「多重債務者」になる原因は、依存症?

ごく普通の市民が多重債務に陥ってしまう原因には、さまざまな入り口があります。その中で、特に目立つケースは、ショッピングやギャンブルによる無計画な消費者金融の利用です。

このような多くのケースでは、消費者金融の利用者は金銭感覚が麻痺状態になっている傾向があります。さらに、返済することを具体的に考えていないことが多いようです。

ギャンブルに走ってしまったり、ショッピングに向けてお金を使いこんでしまう原因には、ストレスも大きく関与しているようです。

ギャンブルでの大当たりや、ショッピングで得られる快感は、日ごろのストレスを一時的に解消してくれる薬のようなものです。そして、それに習慣性が伴ない、やがて「癖」になると、最初のうち薬であったものが麻薬に変じてきます。

そこに至ると、どうしても麻薬を得るにはお金が不足してしまい、多重債務者のトバ口に立つことになるわけですね。

特に、ギャンブルについては、当たれば一気に挽回できると思い、どんどん深みにはまることになり、やがて抜け出せなくなってしまう傾向があります。そして、「ギャンブル依存症」という病気の状況を呈することとなり、自分では抑制するのが難しくなります。

業者による過剰な貸し付けが原因というのも一面の真理ではありますが、やはり借り入れを重ねる利用者自身の問題に根本があろうかと思います。自己の欲望を抑制する能力があれば、多重債務に陥ることもないのですから。

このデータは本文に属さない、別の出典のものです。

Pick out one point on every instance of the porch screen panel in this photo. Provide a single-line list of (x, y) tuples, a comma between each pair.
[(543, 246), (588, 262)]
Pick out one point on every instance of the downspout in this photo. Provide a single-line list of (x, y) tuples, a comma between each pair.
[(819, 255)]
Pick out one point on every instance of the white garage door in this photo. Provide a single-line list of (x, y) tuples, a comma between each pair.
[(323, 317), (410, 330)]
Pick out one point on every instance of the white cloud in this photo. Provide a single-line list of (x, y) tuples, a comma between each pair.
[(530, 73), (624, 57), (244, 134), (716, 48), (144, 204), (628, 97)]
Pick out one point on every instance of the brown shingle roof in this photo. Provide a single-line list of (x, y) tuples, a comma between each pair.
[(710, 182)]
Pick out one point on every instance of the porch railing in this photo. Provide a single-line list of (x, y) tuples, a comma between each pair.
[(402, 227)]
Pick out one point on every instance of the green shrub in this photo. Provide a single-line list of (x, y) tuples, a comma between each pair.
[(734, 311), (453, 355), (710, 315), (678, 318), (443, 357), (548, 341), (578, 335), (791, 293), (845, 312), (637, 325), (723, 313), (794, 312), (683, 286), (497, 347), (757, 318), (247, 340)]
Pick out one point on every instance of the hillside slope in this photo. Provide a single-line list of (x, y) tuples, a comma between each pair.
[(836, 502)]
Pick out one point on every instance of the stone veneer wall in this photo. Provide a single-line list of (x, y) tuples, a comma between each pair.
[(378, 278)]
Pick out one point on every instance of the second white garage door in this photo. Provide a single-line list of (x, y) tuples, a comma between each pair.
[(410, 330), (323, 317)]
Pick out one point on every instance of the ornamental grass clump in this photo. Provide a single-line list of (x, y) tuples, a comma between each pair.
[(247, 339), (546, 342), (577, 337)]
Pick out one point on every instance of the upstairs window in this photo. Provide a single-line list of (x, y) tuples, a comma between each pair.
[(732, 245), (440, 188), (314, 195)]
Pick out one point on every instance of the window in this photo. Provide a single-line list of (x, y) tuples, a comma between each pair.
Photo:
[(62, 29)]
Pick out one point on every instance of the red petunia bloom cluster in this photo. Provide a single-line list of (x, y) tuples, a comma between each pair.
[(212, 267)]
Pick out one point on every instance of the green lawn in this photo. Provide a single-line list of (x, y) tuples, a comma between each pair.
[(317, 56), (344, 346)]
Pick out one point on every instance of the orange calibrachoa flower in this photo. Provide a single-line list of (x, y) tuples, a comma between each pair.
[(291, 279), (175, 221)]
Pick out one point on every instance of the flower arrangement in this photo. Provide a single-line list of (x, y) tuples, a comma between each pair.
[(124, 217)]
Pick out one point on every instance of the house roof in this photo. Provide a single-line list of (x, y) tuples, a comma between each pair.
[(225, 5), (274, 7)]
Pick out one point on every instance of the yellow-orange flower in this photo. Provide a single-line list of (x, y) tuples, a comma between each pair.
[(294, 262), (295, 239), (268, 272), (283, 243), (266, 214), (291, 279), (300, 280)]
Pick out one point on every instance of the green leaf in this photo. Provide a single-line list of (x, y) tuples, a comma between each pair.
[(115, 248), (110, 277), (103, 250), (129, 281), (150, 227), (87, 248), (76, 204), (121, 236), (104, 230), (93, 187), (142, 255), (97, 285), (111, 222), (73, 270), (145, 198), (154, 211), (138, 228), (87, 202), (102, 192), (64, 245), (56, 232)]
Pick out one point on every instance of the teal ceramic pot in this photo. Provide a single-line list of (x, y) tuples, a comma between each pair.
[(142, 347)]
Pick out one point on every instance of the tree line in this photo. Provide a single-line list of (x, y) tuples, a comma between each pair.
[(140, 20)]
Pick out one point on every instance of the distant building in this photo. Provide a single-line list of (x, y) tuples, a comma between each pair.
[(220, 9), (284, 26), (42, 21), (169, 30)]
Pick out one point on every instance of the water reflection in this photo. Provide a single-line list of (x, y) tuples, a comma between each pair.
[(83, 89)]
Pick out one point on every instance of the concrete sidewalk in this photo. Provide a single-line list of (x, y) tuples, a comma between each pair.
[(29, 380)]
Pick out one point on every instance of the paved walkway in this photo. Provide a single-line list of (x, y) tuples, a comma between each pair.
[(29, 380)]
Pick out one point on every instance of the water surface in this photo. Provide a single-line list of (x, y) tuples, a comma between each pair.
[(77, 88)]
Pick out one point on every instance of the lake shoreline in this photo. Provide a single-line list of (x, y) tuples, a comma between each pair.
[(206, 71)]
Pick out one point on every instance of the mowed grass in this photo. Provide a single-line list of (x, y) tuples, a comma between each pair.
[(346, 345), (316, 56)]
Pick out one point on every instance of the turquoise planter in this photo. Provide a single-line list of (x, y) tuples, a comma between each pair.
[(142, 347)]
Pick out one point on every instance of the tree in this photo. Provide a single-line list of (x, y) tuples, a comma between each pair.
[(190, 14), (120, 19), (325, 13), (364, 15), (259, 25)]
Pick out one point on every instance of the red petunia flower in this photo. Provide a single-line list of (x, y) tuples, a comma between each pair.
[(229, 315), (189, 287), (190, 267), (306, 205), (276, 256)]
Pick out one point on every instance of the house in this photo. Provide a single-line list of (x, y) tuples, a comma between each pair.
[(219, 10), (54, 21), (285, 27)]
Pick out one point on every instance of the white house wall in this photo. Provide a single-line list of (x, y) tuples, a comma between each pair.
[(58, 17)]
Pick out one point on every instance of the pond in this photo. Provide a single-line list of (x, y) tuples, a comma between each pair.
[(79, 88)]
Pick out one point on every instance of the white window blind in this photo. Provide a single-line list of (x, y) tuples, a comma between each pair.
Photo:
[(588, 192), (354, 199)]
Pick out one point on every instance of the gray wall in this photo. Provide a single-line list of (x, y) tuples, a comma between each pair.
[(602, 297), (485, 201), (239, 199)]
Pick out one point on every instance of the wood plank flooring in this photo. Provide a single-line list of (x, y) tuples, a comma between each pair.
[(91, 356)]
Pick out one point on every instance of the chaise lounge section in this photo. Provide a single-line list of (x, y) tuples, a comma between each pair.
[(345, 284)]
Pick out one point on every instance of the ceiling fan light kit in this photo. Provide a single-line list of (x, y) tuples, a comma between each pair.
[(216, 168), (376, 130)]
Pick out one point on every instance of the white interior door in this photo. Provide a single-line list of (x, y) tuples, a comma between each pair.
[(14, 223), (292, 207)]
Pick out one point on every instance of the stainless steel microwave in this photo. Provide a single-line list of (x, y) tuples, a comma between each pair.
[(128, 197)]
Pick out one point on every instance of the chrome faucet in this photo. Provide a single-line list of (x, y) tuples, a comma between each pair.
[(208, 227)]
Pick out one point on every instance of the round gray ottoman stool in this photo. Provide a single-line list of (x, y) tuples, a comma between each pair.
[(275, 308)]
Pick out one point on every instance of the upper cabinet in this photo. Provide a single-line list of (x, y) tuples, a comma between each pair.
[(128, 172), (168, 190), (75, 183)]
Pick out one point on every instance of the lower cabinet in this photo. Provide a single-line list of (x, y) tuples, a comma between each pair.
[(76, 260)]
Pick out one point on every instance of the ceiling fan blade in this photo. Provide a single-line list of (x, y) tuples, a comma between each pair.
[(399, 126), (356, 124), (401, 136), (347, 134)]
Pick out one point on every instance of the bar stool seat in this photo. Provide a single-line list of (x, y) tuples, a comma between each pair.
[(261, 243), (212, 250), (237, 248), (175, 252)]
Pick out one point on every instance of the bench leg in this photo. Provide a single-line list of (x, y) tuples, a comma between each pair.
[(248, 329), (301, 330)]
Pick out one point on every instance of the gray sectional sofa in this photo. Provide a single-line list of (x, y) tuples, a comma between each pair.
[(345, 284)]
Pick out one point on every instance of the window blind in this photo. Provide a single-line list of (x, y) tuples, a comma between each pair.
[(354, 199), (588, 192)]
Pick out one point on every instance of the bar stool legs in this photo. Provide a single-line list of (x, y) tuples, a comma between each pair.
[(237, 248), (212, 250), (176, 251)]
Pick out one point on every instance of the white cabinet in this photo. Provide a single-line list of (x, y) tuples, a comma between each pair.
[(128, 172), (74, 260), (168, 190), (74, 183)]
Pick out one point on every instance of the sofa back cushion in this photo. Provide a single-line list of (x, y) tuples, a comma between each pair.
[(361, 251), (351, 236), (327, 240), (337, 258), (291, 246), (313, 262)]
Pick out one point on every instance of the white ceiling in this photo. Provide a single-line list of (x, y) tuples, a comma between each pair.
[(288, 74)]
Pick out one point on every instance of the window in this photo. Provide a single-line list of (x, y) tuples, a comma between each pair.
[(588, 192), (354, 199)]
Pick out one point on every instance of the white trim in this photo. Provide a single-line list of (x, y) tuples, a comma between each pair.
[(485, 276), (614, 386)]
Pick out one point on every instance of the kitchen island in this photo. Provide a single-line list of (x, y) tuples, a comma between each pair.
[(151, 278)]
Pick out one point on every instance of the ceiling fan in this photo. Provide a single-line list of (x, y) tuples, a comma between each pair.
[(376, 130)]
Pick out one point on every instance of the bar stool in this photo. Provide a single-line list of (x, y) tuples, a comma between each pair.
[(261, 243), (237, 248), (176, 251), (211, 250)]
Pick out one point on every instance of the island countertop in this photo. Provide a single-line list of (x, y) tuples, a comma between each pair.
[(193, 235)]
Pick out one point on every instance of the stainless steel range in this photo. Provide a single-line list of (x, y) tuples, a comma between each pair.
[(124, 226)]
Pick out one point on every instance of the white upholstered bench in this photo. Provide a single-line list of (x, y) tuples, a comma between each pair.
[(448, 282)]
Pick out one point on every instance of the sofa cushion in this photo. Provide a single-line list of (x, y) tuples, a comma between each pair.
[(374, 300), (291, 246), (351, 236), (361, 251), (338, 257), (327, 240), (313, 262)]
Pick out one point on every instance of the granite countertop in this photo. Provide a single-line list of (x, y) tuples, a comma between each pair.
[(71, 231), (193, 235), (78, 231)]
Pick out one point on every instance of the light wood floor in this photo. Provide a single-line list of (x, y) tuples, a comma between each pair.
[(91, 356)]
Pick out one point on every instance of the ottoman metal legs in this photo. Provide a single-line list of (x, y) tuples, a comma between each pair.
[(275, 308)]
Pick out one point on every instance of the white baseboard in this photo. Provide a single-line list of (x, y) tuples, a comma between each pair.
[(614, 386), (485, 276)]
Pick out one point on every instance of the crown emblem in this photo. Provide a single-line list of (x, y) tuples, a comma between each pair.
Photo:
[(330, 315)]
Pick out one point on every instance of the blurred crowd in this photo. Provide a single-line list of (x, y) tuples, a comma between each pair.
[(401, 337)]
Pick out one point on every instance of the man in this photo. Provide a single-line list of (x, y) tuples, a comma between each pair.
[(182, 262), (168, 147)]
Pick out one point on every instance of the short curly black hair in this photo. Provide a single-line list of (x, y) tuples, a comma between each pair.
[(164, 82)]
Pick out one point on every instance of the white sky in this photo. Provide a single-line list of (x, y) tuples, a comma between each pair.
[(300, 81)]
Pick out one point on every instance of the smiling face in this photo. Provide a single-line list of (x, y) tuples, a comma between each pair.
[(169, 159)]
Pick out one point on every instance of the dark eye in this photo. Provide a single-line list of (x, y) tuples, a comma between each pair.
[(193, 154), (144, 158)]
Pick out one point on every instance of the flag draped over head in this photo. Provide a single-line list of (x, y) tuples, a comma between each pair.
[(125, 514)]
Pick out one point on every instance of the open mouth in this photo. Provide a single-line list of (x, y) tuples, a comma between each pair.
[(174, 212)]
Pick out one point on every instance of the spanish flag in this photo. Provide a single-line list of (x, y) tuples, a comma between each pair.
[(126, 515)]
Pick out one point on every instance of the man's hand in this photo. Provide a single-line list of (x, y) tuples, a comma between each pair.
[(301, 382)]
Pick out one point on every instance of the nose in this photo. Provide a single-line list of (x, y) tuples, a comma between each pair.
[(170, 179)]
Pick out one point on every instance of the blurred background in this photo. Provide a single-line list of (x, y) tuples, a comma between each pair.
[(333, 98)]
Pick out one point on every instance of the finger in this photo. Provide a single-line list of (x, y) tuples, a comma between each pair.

多重債務となる原因には、平たくいえば、業者と利用者の双方ともに原因があるようです。

ところで、多重債務には明確な基準というものはありません。返済能力によっては、人それぞれ事情が違ってきます。たとえ返済額が大きく膨らんでも、毎月返済できていれば、元金は少しずつ減少していくので、本人の自覚さえあればいつかは完済に至ることでしょう。(あくまで、そのような人は少数派に違いないでしょうが)

多重債務についてまわる問題は、ひとつの借金返済に充てる目的で、別の消費者金融業者で借りたり、あるいは家族や知人などから借金を重ねる場合です。このような返済行動を続けていても、再度、借金の相手先を探すのが定番の行動パターンなのです。その時点で、既に多重債務に陥っており、物事の解決から遠ざかるばかりです。

多重債務者は、そのような自分の事情をよく自覚してないことが多いようです。自分の借金を完済することが困難になった場合には、まず現状を素直に受け止めて、すぐに自分が本当の意味で楽になるための対策を考える必要があります。